Но он молчал. Казалось даже, что он почитает речь слабостью, которой следует избегать. Отвлекшись от приятных размышлений, он развернул сверток и, прикасаясь с чрезвычайной нежностью, достал лист пергамента, высохший до хрупкости и желтый, как увядший лист сикомора. На нем были линии, словно в геометрическом чертеже, и надпись странными знаками. Он увлеченно склонился над схемой, если это можно так назвать, и прочел от начала до конца, потом с удовлетворенным видом снова сложил ее и вернул на место, перетянул заново ремешки и поместил свиток под подушку. Очевидно было, что дело, которое ему надлежало выполнить, шло как положено. Потом он легким прикосновением разбудил негра. Чернокожий, в знак почтения, согнулся в глубоком поклоне и поднял руки, выставив ладони и приложив большие пальцы ко лбу. Лицо его выражало напряженное внимание; он, казалось, слушал всей душой.
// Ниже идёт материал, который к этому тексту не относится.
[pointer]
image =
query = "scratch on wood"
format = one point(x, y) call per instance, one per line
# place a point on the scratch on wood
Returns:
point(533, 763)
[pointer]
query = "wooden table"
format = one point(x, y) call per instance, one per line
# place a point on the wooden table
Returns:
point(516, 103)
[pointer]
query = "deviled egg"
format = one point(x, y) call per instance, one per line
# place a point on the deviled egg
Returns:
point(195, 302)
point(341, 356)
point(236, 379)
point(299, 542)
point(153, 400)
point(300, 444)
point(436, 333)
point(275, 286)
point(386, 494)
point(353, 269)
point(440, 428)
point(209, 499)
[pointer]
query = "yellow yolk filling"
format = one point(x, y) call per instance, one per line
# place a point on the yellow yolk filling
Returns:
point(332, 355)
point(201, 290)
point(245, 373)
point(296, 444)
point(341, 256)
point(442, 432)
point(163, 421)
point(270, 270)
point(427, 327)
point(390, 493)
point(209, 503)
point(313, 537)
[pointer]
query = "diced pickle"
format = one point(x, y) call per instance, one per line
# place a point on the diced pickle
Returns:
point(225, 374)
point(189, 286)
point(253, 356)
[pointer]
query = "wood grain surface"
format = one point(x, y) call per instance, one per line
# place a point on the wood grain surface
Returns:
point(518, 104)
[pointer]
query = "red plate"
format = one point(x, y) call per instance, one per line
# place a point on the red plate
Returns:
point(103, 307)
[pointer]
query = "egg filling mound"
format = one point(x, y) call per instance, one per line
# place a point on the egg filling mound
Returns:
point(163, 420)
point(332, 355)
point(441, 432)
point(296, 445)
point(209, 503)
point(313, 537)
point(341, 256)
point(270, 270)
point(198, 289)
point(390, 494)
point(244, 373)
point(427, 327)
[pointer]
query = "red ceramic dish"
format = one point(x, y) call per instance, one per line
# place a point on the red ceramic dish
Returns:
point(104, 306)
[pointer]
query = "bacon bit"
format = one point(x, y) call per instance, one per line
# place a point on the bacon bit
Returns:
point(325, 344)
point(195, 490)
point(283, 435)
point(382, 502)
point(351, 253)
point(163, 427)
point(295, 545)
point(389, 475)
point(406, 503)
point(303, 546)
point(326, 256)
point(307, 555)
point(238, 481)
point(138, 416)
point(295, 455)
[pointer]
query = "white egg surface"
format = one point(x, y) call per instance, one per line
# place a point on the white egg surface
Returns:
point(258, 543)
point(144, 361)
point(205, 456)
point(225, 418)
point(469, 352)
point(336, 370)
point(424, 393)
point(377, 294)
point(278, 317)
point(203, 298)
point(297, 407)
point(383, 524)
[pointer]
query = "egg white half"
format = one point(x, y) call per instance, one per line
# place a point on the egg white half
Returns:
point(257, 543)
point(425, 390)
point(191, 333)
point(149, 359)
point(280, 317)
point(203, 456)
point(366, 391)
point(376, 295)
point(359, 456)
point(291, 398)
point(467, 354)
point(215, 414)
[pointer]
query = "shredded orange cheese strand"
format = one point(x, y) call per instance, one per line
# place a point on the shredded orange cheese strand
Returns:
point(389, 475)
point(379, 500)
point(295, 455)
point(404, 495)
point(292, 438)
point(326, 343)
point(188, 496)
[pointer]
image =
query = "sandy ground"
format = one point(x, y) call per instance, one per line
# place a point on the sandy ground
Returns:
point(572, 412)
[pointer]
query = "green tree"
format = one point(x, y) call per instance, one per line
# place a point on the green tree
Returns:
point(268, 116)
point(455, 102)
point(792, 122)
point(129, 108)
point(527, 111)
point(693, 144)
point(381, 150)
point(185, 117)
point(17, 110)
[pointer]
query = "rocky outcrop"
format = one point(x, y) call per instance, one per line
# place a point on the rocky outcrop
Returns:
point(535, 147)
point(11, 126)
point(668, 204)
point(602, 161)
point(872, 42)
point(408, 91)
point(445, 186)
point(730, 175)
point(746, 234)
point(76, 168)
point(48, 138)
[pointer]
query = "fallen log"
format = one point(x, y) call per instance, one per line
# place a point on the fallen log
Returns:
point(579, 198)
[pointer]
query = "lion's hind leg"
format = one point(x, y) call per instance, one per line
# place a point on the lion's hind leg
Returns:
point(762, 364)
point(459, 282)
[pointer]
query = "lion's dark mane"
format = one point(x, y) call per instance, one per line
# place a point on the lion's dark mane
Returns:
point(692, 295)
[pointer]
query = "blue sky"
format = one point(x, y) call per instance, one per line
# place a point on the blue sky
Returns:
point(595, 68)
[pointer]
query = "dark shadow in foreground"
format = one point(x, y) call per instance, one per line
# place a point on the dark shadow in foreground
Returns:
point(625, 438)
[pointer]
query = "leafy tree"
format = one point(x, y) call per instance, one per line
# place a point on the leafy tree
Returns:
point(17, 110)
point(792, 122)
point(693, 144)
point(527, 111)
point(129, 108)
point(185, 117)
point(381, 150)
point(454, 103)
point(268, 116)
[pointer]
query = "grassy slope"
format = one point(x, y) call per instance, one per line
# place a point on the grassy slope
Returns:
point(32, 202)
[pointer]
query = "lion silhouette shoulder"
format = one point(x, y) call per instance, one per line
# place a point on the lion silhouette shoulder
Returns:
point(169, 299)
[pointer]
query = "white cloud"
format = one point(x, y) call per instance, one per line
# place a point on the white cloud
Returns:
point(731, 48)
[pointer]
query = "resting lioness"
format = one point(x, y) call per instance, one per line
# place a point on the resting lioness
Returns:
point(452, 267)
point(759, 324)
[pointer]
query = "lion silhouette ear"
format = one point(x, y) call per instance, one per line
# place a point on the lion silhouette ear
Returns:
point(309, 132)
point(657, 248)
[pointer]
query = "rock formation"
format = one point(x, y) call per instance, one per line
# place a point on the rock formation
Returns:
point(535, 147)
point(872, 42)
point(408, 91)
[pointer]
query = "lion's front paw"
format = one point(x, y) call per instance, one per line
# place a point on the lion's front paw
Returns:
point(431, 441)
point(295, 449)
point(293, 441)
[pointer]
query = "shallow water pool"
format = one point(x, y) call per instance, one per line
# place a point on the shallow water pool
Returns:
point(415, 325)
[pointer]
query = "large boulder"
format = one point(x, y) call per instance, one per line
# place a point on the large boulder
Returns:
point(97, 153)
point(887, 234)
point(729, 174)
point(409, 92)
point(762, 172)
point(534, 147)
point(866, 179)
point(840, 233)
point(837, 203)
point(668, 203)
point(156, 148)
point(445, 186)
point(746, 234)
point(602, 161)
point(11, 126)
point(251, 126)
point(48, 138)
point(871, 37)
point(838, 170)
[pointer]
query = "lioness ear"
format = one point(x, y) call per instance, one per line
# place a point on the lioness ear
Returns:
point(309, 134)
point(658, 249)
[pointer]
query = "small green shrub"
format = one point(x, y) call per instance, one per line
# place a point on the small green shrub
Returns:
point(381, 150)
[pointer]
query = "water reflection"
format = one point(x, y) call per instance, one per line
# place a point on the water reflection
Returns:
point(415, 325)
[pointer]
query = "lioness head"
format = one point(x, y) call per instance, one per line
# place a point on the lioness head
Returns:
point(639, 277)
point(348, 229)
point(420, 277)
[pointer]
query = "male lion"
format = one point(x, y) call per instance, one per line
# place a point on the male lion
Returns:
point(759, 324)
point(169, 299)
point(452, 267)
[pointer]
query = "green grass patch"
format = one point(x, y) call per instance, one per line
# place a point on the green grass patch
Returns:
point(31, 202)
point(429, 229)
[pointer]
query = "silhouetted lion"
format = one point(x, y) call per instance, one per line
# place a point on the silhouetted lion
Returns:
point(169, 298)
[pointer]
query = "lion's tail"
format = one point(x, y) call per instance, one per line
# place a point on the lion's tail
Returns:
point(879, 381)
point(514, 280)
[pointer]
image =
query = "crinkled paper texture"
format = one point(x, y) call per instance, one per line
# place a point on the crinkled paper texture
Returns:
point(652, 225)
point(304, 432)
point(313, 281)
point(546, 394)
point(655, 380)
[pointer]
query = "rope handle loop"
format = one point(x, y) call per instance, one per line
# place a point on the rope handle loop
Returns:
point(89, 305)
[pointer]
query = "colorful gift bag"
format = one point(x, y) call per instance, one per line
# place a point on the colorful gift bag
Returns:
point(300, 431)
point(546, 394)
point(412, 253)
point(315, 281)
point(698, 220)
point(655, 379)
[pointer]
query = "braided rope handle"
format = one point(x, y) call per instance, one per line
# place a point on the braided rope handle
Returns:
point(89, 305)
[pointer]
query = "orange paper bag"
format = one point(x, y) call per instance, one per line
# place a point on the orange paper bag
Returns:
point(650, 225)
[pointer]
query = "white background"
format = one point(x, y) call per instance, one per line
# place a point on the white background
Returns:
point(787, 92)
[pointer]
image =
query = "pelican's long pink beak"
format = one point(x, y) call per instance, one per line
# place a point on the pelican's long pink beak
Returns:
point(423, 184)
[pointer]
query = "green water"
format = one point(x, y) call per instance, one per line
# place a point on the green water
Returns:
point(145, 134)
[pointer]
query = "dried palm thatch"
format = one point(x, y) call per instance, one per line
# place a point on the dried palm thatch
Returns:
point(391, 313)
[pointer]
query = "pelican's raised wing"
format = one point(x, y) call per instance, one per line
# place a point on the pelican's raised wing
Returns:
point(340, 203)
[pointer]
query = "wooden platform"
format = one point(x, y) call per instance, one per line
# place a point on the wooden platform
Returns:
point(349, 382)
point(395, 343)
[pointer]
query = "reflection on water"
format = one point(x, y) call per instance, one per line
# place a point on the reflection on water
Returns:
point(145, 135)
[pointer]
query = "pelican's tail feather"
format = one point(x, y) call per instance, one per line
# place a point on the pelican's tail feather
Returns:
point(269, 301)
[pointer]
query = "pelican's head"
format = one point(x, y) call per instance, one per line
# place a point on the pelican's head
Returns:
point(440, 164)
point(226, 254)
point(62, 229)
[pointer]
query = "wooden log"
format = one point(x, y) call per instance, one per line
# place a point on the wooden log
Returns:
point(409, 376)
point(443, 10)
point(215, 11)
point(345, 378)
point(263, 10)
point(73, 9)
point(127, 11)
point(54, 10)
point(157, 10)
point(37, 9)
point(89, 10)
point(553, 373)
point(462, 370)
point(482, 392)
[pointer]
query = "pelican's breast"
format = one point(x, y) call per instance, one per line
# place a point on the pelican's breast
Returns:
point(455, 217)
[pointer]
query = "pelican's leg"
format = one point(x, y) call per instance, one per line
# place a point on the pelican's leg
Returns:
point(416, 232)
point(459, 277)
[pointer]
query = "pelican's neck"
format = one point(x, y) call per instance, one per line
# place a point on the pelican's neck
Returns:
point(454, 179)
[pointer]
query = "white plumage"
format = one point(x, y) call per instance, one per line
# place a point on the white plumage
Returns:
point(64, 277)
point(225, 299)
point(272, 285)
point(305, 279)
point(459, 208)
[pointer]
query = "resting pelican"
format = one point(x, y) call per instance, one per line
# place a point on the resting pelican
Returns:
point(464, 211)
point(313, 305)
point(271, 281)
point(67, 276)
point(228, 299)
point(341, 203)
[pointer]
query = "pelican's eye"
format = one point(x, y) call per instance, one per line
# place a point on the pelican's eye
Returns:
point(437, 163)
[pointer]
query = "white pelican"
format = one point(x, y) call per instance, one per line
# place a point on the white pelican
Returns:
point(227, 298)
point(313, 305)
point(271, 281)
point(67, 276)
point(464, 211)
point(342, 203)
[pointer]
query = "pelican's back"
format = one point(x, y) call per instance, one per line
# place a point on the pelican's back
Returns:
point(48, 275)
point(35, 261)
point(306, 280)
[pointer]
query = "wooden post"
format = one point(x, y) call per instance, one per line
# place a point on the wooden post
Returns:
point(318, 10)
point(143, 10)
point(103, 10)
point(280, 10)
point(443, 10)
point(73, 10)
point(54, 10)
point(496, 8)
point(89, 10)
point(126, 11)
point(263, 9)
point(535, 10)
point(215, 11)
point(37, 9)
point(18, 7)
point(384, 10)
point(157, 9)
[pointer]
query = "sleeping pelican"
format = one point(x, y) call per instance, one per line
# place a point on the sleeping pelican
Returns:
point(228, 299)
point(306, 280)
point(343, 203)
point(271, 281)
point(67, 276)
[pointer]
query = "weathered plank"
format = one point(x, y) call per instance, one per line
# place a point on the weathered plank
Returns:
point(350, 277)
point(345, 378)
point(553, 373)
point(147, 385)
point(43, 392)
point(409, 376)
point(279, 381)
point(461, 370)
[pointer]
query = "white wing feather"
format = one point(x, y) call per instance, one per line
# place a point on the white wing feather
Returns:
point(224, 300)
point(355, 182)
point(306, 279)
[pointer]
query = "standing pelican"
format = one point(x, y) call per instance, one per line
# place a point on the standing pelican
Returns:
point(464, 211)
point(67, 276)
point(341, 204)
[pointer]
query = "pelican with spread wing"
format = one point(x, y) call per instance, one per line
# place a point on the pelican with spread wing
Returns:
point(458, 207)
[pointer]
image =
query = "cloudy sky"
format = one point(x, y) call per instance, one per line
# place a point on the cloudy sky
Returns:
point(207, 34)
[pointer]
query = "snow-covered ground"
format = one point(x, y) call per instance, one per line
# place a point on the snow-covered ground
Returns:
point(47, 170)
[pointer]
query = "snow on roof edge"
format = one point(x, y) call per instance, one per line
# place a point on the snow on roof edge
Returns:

Однако господин, не тратя слов, просто указал на одного из спящих. Почтительный негр понял его без слов и разбудил нужного человека, а затем вернулся на прежнее место и принял прежнюю позу. Эти движения выявили пропорции его фигуры. Он выглядел так, словно мог поднять ворота Газы и с легкостью унести их прочь, — при этом сила сочеталась в нем с грацией, гибкостью и кошачьей мягкостью движений. Невольно приходила в голову мысль, что этот раб обладает всеми качествами, с которыми он мог бы одинаково служить как добру, так и злу.